カウベルを鳴らしながらタロは立ち上がり、ヤヤネは見送ってくれる三人に別れを告げてタロの足で帰路に着いた。

踏み固められただけで整備されていない道を進むと、庭先や畑の中から気を付けて帰るようにと手を振られる。

皆、ヤヤネが昨日と今日に魔術を掛けた畑の持ち主だ。

この村では小さくとも畑を持たない家はないので、村人の全員とヤヤネは魔術で繋がっている。

ヤヤネは手を振り返しながら、拓けた農村から森へと入った。


獣道よりは立派で、馬車道というには悪路をタロが歩き、ヤヤネはその背に揺られて黄金色の木漏れ日をチカチカと浴びる。

そして黄金の空が真っ赤になると辿り着いた小さな家。

家の周りは木が切り倒されているとはいえ、どの方角を向いても森しかない。


ヤヤネはタロに声を掛けて足を止めさせ、体高二メートル近いその背から慎重に降り、鍵なんてない家の扉を開け、タロを中へ入れた。

タロは鞍に付けている荷物も合わせてギリギリ通れる大きさの扉を抜け、大きくないその部屋の片隅にある使い古された布の上に伏せる。

ヤヤネは部屋の炉に火を付け、そこに吊られた鍋の蓋を取った。

沈殿した具を焦がさないように軽く匙で掻き混ぜると、薪を一つだけ足す。

パチパチと弾ける火の粉が足元に散り、何も焦がさず消えていった。


ヤヤネはコートをスタンドに掛けて、タロから杖や荷物を下ろしてから鞍や手綱などの装具を外すと、棚から深皿を取り出す。

程よく温まったスープを深皿によそい、テーブルにそれを置いて鍋掴みをはめた手で鍋を炉から外してから椅子に座ったヤヤネは静かにスープを食した。

日の消えた夜の暗さの中、炉の明かりが部屋を照らしている。

木製の皿とスプーンが擦れる細やかな音と、薪の焼ける音。

ヤヤネは、その薪の音の変化に気付いてスープから顔を上げ、飲み掛けのそれをテーブルに残してランプを持つ。

そして、消え掛けていた薪から蝋燭へと火を拾い、ランプに火屋を掛けて机に置いた。

食事を再開し、スープの最後の一口を運ぶ前に炉の火が完全に消えた中、用意しておいた蝋燭に照らされながらスープを食べ終えたヤヤネはランプを持って、伏せるタロの傍らに座り込む。

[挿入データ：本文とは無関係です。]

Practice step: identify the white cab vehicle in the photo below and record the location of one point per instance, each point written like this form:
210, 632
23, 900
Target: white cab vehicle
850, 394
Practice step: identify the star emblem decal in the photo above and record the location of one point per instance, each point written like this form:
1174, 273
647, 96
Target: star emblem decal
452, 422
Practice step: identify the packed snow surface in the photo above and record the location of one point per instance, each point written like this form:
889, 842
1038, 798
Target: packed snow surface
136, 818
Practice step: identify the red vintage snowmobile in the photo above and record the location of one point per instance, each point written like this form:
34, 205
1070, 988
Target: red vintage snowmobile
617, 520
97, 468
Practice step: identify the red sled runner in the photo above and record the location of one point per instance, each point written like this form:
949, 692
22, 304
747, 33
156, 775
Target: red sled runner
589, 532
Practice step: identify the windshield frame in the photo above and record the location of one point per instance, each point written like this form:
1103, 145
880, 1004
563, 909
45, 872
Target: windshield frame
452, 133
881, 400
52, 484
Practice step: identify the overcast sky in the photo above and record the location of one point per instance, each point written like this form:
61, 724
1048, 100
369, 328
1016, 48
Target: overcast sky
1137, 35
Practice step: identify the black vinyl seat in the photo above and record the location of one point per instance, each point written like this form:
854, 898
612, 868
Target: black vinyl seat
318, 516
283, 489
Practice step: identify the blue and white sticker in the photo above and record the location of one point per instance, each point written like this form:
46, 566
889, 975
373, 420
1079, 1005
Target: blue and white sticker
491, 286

タロは静かに腹元に座るヤヤネを見詰めていて、ヤヤネはランプを床に置き、椅子に掛けられていたブランケットを引き摺り下ろすとそれを膝に掛けた。

そして、あの夫婦から貰った絵本を袋から出す。

低い位置にあるランプの明かりで絵本が見えるように開いたページの角度を調節し、ヤヤネはその絵と文字に視線を落とした。


もう既に知っている内容。

この島に住む者なら大好きな物語。

絵本ではあるが、冒頭に少し目を通しただけでこれが子供向けに省略されたものではなく、原典の文言のまま書かれているものだと理解した。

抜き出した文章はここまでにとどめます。